On s’aperçoit en le suivant, que c’est la "clinique" et l’obligation faite aux praticiens de se doter d’outils de compréhension et d’intervention pour traiter par exemple des traumatismes psychologiques aussi graves que ceux de soldats "choqués" par la guerre ayant perdu leur "personal sameness", en "crise", en rupture de leur sens d’eux-mêmes et de leur continuité historique qui a produit ce concept.

 

On ne s’étonne pas dès lors que le concept d’identité ait été adopté par les psychanalystes tels Winnicott, Searles, Kohut,... sensibles à l’environnement dans lequel s’ancre l’individu pour se constituer, et qu’il le soit aussi par les psychologues sociaux, les anthropologues, les sociologues d’aujourd’hui qui devant les mutations, les "crises" qu’entraîne notre société postmoderne, observent aussi la crise des lieux de socialisation-références, groupes et communautés, culturels, politiques, idéologiques traditionnellement générateurs des conditions de sécurité nécessaires au processus identitaire.

 

Ce qui est à souligner, si l’on poursuit la lecture de l’introduction de E. Erikson, c’est qu’on s’aperçoit qu’il assortit le concept d’identité de deux qualificatifs : "personnelle" et "sociale", ce qui nous fait remarquer qu’il est nécessaire et courant de spécifier ce concept, mais aussi qu’il suppose deux faces : l’une orientée vers l’intérieur de l’individu, ce qu’on indique aussi lorsqu’on parle du conflit susceptible d’intervenir dans les relations que l’individu entretient avec son propre corps, avec les représentations qu’il se fait de ses relations à son environnement, et donc en relation à lui-même, et l’autre orientée vers l’extérieur de l’individu et qui met en cause ses relations avec son environnement sur un mode de différenciation et donc de conflit virtuel également avec cet environnement, dans les jeux et articulations de rôles qu’il assume.

 

Je rejoins également Erikson, dans le fait qu’il souligne l’importance du processus dans lequel s’inscrit l’identité de l’individu : elle est en perpétuelle mouvance, réalité historique qui remanie constamment tout ce qui était apparu précedemment dans le sens de soi, et qui pourtant, autorise ce "sentiment subjectif et tonique d’une unité personnelle (sameness) et de continuité temporelle (continuity) "(Erikson,1972 : 10/14)

 

Cette définition de l’identité comme un processus en évolution avec l’histoire du sujet, avec ses ancrages sociaux et sa capacité à continuer de s’y reconnaître, et de se reconnaître m’amène donc à considérer que tous ces aspects sont inscrits à tout moment dans l’expressivité de la personne et tout particulièrement dans sa voix.

 

A ce stade de la définition, je m’interroge sur l’intéret de spécifier un des versants de l’identité : l’identité personnelle.
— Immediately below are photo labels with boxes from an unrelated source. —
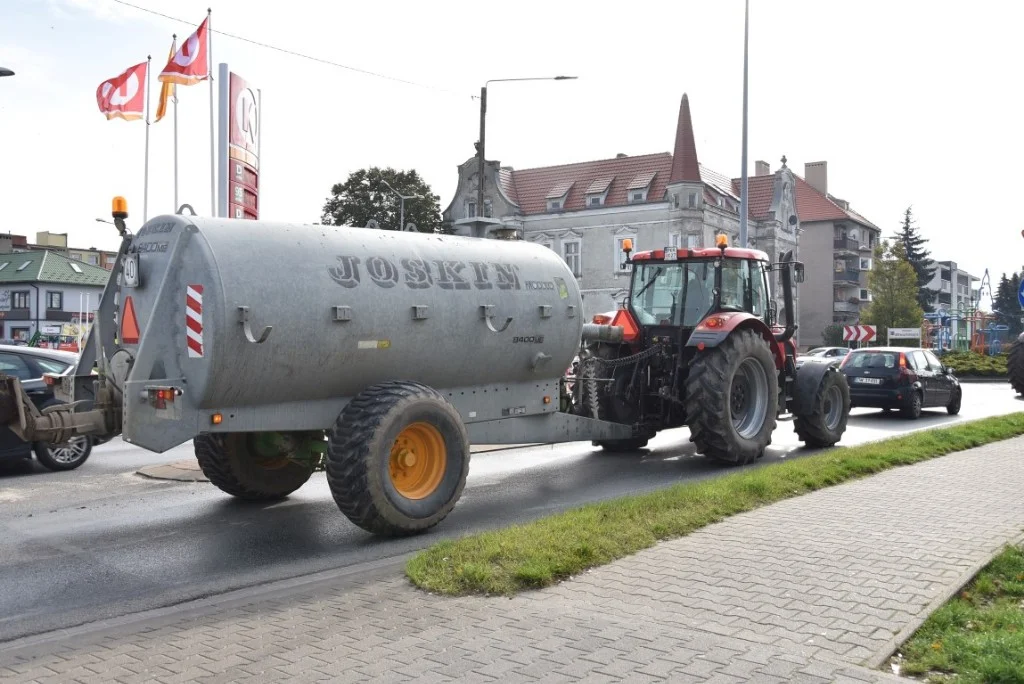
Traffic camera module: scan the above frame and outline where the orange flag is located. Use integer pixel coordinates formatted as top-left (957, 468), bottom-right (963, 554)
top-left (153, 40), bottom-right (178, 123)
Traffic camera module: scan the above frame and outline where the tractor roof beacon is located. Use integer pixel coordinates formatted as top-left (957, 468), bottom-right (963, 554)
top-left (578, 234), bottom-right (850, 464)
top-left (0, 198), bottom-right (850, 536)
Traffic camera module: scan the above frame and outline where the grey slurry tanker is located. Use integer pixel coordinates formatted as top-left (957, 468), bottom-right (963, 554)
top-left (0, 198), bottom-right (849, 535)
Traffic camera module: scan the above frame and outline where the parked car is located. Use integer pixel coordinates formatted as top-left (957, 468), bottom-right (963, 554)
top-left (0, 345), bottom-right (95, 470)
top-left (840, 347), bottom-right (963, 419)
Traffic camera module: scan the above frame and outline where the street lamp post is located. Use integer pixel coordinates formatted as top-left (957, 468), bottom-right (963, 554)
top-left (476, 76), bottom-right (577, 237)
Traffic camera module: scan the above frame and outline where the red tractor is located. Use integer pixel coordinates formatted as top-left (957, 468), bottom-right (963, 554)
top-left (573, 236), bottom-right (850, 465)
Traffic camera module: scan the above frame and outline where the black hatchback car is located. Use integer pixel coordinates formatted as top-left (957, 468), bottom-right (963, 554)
top-left (0, 344), bottom-right (94, 470)
top-left (840, 347), bottom-right (963, 418)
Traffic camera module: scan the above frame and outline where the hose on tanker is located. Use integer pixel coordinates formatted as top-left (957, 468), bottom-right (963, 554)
top-left (580, 345), bottom-right (660, 420)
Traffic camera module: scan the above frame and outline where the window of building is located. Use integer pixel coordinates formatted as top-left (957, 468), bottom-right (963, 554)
top-left (562, 240), bottom-right (583, 277)
top-left (612, 236), bottom-right (638, 273)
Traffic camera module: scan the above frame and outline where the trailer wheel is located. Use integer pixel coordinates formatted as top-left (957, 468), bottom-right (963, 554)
top-left (1007, 335), bottom-right (1024, 394)
top-left (193, 432), bottom-right (323, 502)
top-left (686, 330), bottom-right (778, 465)
top-left (793, 370), bottom-right (850, 448)
top-left (327, 381), bottom-right (470, 537)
Faut-il spécifier l’identité personnelle en identité psychique et identité physique ? Le fait de produire cette spécification ne nous renvoie-t-il pas au dualisme corps-esprit, soma-psyché, alors que des théories récentes nous indiquent comment ces deux réalités, corps et esprit, s’enracinent et se développent dans et à partir de la première, l’ancrage corporel, pour se dissocier progressivement tout en restant toujours indissolublement liés ? Le risque de maintenir le dualisme vaut la peine d’être pris puisque le seul fait d’en parler autorise, comme nous l’indiquent les neuro-sciences, à affirmer cette part corporelle fondatrice de l’identité, en développement continu avec le cerveau.

 

C’est donc dans les termes qui viennent d’être précisés, que j’ose imaginer que l’accord identitaire d’une personne, transparaît dans sa voix, à son insu d’ailleurs, et l’amène à rejouer à tout instant de son existence vocale toute la partition de ce qui contribue à en faire qui elle est.

 

Du point de vue clinique, cette hypothèse d’un accord identitaire dans la voix, et donc de désaccord ou de couacs, de bruits dans la voix, nous invite à affiner notre oreille, non seulement sous forme d’écoute, mais aussi d’"audition". J’y reviendrai.